Ofsted's reforms: Missing the point

Written by: Dr Andrew Clapham | Published:
Dr Andrew Clapham, Nottingham Institute of Education, Nottingham Trent University

Ofsted has set out plans to rebalance school inspection, but is still failing to address the most crucial problem, says Dr Andrew Clapham

Ofsted has announced a “rebalanced” approach to school inspection in England. Inspectors intend to move away from a focus on exam results. Echoing what teachers, school leaders and unions have been asking for, Ofsted has acknowledged that its current approach to inspection has significant and detrimental implications for schools.

Under new proposals, open for consultation, chief inspector Amanda Spielman has outlined how examination performance will cease to be the overriding indicator of school performance. She describes how there has been too much “gaming” of the system by schools.

Academics and practitioners alike have highlighted that in such a high-stakes inspection system, schools will “do what is necessary” to survive (Perryman 2009; Clapham 2015).

The proposal suggests that schools in “tough” areas could be rated outstanding if they can demonstrate they have “great” teachers and curriculum.
Rather than using the hard numbers of exam results and test data, inspectors will explore how those results have been achieved. They will want to know if high performing examination data is the result of broad and rich learning or gaming and cramming.

As Sean Harford, Ofsted’s national director for education, told the BBC’s Judith Burns, the new proposals would reveal if examination success was a result of a narrowed curriculum and “some naff qualifications”.

A new category of “quality of education”, which will refer to results in tandem with pedagogy and curriculum, will be introduced. There will also be greater focus on pupils’ behaviour (for a full break down of the consultation proposals, see Ofsted ‘calls time’ on teaching to the test and off-rolling pupils, SecEd, January 2019).

Ms Spielman summed up the new approach as centred in “substance and integrity”. For her, the substance is that all children should be “set up” to achieve and succeed highly. The integrity is that teachers should be allowed to be experts in their subject “not just as data gatherers and process managers”.

So, what does this all mean? On the surface it appears that Ofsted has made a significant move toward changing its inspection processes. After all, focusing on curriculum and teaching as well as examination results appears to be exactly what those in schools have been asking for.

Unfortunately, this appears to be a case of “moving the deckchairs” rather than a root and branch reorientation of inspection. The new proposals are still missing the point.

This is illustrated in the opening sentence of Judith Burn’s piece for the BBC. She writes that “a school in a tough area which has great teachers and a great curriculum could be rated outstanding from September, even if pupils’ results are mediocre, says Ofsted”.

It is the word mediocre that is pivotal here and illustrates that Ofsted is still struggling with the realities facing schools.

A student gaining an E in a test or examination might signal a monumental achievement. I have taught in challenging schools and have first-hand experience of many such cases.

For these young people and their teachers an E grade is anything but mediocre. Still using a pejorative phrase such as mediocre suggests that these proposals simply do not go far enough.

Until Ofsted acknowledges in its inspection framework that what categorises great schools and great teaching is context-specific, the teaching profession will treat announcements such as this with caution and scepticism.

What to do then? To eradicate an inspectorate-driven curriculum we might consider one simple change – eradicate the inspectorate itself and give teachers the responsibility and autonomy to do their jobs.

But the power of the inspectorate in England is wrapped up in larger considerations. Much has been made by politicians and policy-makers about the underperformance of English students in the Programme for International Student Assessment (PISA).

As I have outlined in my previous research, such has been this concern that there have been concentrated efforts to “policy borrow” approaches from those countries that have excelled at PISA – specifically Shanghai and Singapore.

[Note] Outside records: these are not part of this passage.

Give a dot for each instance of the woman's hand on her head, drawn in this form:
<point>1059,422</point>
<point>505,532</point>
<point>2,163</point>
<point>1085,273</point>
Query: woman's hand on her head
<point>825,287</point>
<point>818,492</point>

There are, however, countries far closer to home who also do well in PISA, so why not borrow from them? To answer this, let us look at Finland. As teachers tell us, although Finland’s education system is not without its challenges, Finnish students rank highly in PISA tests.

Central to the Finnish system is that teachers and teaching are respected and trusted. This trust is powerfully illustrated through a lack of league tables, no formal testing for six-year-olds and teachers using assessment if and when appropriate to support learning. And no inspectorate.

Perhaps borrowing education policy from a country that rejects testing and inspections would be a step too far for UK governments, so ideologically wedded to these two approaches is evidencing school performance.

In my 17 years teaching in inner city schools in England, I saw first-hand how the focus changed from pupil-centred learning to Ofsted-centred learning. If an inspectorate exists with the power to take punitive measures against “failing” schools, then schools will focus upon an Ofsted-centred curriculum.

There is of course a need for regulation of a tiny majority of schools, which are not just underperforming but are potentially doing harm to their students. However, this is a tiny minority.
If Ms Spielman is truly interested in the work our schools do, then further reflection regarding the inspectorate’s purposes and processes is necessary. Time will tell if Ms Spielman is the reflecting type.

  • Dr Andrew Clapham is from the Nottingham Institute of Education at Nottingham Trent University.